Now just to let you know your dr. is wrong about how long lupron will make endo go away. Five years is a bunch of bull! It is only capable of suppressing the endo while you are on it  and its doesn't eat the endo. What lupron does is shrinks the size of the growths you have. And how well it works is dependent on the woman who is taking it because everyones body reacts differently to drugs.
I am not for or against lupron because for some women it is a great drug but for others its the worst choice they ever made. The list of side effects is no joke. I had loss of sex drive, insomnia, weight gain, irritability and horrible mood swings while on it.

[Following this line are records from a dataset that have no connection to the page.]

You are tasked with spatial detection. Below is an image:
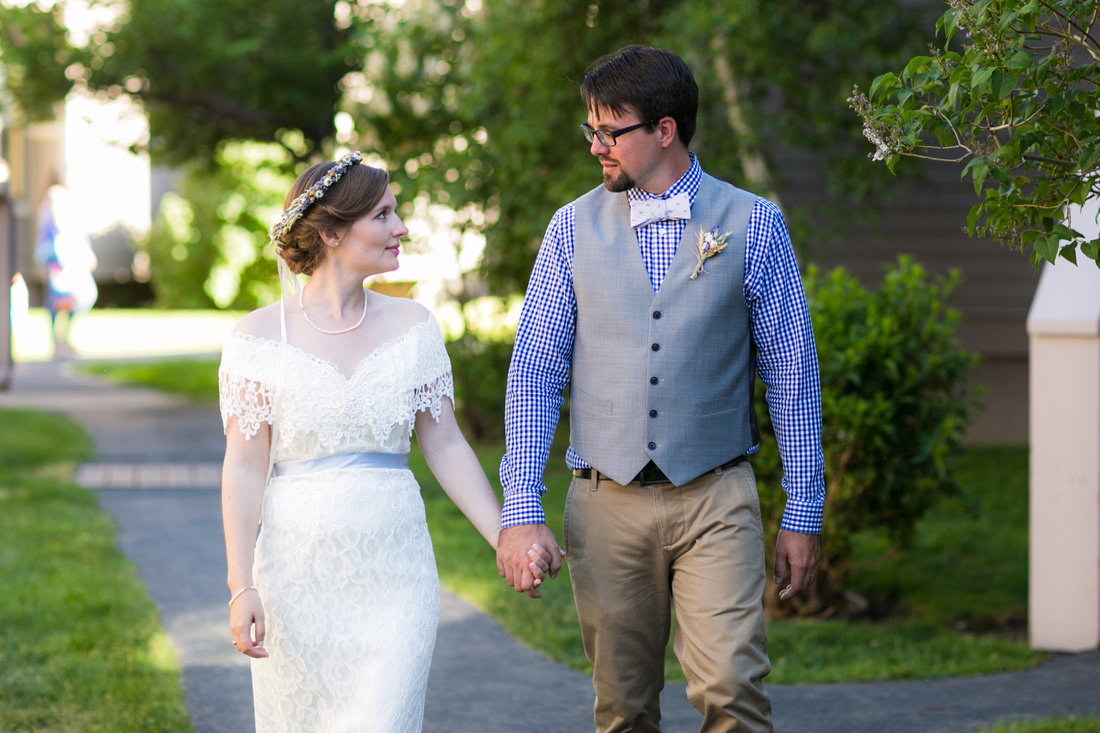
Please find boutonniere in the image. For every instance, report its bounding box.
[691,227,729,280]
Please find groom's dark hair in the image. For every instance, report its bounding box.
[581,45,699,147]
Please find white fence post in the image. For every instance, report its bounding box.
[1027,248,1100,652]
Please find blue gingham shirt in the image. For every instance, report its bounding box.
[501,154,825,534]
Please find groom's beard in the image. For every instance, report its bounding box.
[600,158,635,194]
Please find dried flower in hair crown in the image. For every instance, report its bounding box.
[691,227,729,280]
[267,150,363,242]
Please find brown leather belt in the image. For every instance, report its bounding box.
[573,456,745,486]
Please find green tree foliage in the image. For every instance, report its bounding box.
[850,0,1100,265]
[345,0,937,292]
[141,143,293,309]
[3,0,925,294]
[0,4,83,121]
[752,258,977,615]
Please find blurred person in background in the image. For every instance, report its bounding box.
[34,168,99,351]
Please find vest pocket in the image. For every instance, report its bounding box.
[569,386,614,415]
[695,394,741,417]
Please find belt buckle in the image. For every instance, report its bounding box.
[637,467,670,486]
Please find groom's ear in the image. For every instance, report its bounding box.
[656,117,679,147]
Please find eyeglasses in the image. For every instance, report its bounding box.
[581,120,660,147]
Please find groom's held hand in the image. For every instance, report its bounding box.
[776,529,822,601]
[496,524,562,598]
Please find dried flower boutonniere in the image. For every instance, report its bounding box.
[691,227,729,280]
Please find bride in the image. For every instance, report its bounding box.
[219,152,550,733]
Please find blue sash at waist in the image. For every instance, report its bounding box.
[272,452,409,477]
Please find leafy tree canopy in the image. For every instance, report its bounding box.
[0,0,931,293]
[849,0,1100,265]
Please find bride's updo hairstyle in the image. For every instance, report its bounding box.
[271,153,389,275]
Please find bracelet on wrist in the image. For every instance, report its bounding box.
[229,586,260,605]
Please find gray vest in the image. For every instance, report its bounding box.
[570,174,758,486]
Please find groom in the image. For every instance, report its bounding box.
[497,46,825,733]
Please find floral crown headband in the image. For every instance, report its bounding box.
[267,150,363,243]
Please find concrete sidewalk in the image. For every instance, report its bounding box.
[0,354,1100,733]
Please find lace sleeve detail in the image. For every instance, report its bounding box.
[218,331,278,440]
[410,316,454,423]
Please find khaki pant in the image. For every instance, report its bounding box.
[563,461,772,733]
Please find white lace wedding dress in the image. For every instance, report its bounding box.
[219,317,454,733]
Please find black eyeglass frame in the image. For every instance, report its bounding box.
[581,120,660,147]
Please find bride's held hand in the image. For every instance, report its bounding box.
[527,543,565,588]
[229,588,267,659]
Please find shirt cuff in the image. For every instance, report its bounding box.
[501,490,547,529]
[779,497,825,535]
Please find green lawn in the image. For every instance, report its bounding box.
[0,409,191,733]
[982,715,1100,733]
[87,360,1045,683]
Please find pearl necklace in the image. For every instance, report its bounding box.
[298,287,366,336]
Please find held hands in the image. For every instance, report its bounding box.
[496,524,565,598]
[774,529,822,601]
[229,588,267,659]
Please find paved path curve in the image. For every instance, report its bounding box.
[0,362,1100,733]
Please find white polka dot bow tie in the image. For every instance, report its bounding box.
[630,194,691,229]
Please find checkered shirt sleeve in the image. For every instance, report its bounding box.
[745,198,825,534]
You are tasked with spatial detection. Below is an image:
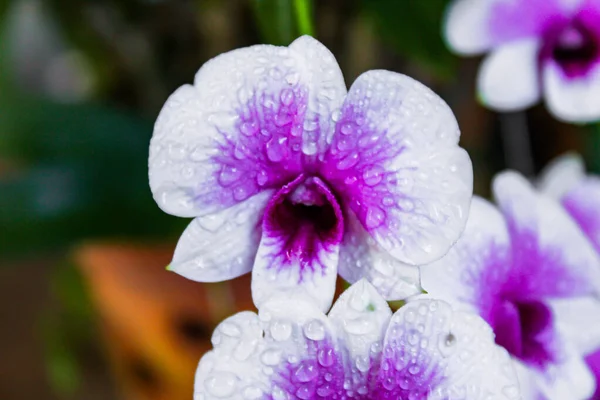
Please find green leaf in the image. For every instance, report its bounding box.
[252,0,296,46]
[362,0,456,78]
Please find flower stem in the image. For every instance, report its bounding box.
[294,0,314,36]
[500,111,535,178]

I don't blame you for being upset that you can't get a lap. Your trying very hard to make sure that your health is being taken care of and other people are shooting that down. A lap is the only definitive way to make sure what you have is endo. I have stage 5 or severe endo and believe me I feel for you because it took me 4 gyns and 3 different REs before someone would actually sit down and listen to me.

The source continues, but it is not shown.